Learned spatial regularities can efficiently guide visual search. This effect has been extensively studied using the contextual cueing paradigm. We investigated age-related changes in the initial learning of contextual configurations and the relearning after target relocation. Younger and older participants completed a contextual cueing experiment on two days. On day one, they were tested with a standard contextual cueing task. On day two, for the repeated displays the location of the targets was moved while keeping the distractor configurations unchanged. Older participants developed a reliable contextual cueing effect but the emergence of this effect required more repetitions compared to younger individuals. Contextual cueing was apparent quickly after target relocation in younger and older participants.

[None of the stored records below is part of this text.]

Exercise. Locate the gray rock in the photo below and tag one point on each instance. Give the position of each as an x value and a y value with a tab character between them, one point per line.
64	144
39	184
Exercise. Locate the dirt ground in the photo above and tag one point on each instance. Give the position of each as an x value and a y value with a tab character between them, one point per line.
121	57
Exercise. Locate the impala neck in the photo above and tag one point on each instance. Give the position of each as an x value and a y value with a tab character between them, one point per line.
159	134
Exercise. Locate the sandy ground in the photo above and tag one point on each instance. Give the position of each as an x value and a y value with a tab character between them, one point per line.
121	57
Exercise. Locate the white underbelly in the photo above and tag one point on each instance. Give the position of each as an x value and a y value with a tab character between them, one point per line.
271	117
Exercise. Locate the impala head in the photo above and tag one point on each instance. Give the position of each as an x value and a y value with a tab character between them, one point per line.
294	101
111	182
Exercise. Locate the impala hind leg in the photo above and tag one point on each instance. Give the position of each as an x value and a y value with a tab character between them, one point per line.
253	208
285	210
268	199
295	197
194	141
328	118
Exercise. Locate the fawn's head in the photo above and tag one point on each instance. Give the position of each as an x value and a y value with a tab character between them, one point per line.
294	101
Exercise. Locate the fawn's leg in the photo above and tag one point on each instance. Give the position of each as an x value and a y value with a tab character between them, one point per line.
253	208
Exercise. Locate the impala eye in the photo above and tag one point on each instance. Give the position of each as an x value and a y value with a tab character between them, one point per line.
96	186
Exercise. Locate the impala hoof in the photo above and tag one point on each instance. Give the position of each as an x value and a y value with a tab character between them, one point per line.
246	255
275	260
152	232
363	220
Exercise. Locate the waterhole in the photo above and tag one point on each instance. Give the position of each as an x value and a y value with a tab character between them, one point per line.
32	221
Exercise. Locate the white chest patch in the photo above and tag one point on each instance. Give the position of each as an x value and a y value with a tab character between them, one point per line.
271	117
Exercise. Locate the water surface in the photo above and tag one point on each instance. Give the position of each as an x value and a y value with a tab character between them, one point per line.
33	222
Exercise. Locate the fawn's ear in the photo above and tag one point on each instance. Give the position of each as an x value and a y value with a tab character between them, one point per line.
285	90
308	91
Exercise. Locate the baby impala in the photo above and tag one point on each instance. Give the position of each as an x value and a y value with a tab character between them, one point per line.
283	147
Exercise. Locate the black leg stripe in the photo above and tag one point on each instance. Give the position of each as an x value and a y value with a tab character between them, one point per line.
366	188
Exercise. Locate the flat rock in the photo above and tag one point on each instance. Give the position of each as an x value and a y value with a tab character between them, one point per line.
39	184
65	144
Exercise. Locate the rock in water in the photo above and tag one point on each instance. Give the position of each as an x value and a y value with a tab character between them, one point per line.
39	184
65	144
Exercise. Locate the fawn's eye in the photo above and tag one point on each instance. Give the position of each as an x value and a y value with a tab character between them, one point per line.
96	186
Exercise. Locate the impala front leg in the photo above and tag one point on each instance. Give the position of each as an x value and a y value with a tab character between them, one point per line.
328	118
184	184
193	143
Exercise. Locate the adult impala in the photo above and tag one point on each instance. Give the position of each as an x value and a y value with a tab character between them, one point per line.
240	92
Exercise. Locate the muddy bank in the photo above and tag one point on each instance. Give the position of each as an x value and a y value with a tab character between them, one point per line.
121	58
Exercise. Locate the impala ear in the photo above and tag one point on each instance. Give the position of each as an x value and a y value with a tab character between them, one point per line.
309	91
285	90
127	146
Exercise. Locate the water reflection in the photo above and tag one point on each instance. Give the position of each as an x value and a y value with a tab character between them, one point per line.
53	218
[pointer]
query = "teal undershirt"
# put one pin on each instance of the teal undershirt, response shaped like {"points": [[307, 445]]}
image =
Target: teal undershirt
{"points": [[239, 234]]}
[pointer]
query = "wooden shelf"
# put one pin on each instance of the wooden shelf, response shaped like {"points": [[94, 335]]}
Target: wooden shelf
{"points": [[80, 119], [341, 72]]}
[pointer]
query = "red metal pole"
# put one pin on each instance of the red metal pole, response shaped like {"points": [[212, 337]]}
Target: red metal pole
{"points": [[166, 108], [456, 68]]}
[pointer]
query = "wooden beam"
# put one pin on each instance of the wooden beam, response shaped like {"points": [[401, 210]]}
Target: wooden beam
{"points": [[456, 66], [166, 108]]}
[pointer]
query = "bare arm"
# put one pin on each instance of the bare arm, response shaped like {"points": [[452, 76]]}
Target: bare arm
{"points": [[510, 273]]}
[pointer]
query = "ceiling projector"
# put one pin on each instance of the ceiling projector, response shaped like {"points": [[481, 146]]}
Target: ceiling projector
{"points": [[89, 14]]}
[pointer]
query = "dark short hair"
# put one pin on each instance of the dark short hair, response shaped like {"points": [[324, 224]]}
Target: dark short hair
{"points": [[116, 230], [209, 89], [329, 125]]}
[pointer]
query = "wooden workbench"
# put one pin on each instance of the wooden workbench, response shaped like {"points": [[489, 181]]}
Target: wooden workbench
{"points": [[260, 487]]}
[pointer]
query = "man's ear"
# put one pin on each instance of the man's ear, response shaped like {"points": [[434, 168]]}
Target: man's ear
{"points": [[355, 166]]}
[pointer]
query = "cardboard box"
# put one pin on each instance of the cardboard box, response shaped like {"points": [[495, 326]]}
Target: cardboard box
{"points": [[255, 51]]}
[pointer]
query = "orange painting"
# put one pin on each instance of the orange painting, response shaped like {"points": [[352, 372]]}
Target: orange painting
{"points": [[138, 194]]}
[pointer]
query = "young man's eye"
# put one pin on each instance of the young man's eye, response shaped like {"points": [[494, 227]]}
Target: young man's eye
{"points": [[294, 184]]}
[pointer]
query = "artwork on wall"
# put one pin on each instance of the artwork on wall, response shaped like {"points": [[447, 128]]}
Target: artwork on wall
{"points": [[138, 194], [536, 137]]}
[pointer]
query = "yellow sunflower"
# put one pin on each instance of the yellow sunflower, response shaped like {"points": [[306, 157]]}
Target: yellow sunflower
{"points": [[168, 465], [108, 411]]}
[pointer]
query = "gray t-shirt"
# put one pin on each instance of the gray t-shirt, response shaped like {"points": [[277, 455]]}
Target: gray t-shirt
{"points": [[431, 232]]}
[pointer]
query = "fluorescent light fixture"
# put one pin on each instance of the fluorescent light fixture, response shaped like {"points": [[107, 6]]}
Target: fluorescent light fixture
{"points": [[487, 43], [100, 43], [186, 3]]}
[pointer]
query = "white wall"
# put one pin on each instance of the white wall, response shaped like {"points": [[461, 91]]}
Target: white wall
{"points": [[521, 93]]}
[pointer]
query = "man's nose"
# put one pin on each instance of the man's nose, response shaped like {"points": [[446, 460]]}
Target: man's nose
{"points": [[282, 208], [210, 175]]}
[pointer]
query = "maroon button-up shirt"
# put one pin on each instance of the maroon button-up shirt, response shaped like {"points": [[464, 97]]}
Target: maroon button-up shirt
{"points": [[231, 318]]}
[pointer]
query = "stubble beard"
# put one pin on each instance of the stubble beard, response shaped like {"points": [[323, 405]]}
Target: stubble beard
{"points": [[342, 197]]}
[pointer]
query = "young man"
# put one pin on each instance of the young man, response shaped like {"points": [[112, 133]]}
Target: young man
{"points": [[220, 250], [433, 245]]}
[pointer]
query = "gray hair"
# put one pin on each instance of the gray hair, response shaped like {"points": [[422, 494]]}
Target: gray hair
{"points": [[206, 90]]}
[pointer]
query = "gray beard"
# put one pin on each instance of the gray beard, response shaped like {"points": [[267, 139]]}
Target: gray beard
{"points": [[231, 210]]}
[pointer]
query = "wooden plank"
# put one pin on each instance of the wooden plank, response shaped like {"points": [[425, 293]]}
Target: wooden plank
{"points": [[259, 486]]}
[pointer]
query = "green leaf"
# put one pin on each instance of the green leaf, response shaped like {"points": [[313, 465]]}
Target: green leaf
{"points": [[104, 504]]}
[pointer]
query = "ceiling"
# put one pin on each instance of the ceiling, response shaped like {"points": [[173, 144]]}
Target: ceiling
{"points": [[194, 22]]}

Especially in older adults, the fast updating might be due to learned distractor-distractor associations rather than the updating of target-distractor configurations.

Acknowledgements

The authors thank Lisa Schmidt for her help with data collection.

Disclosure statement

No potential conflict of interest was reported by the authors.

Additional information

Funding

This work was funded by a grant of the Deutsche Forschungsgemeinschaft to S.P. and C.P. [Grant Number SFB 779, subproject A4]; C.P. was additionally funded by the federal state of Saxony-Anhalt, the “European Regional Development Fund” (ERDF 2014-2020), Project: Center for Behavioral Brain Sciences (CBBS), [Grant Number FKZ: ZS/2016/04/78113].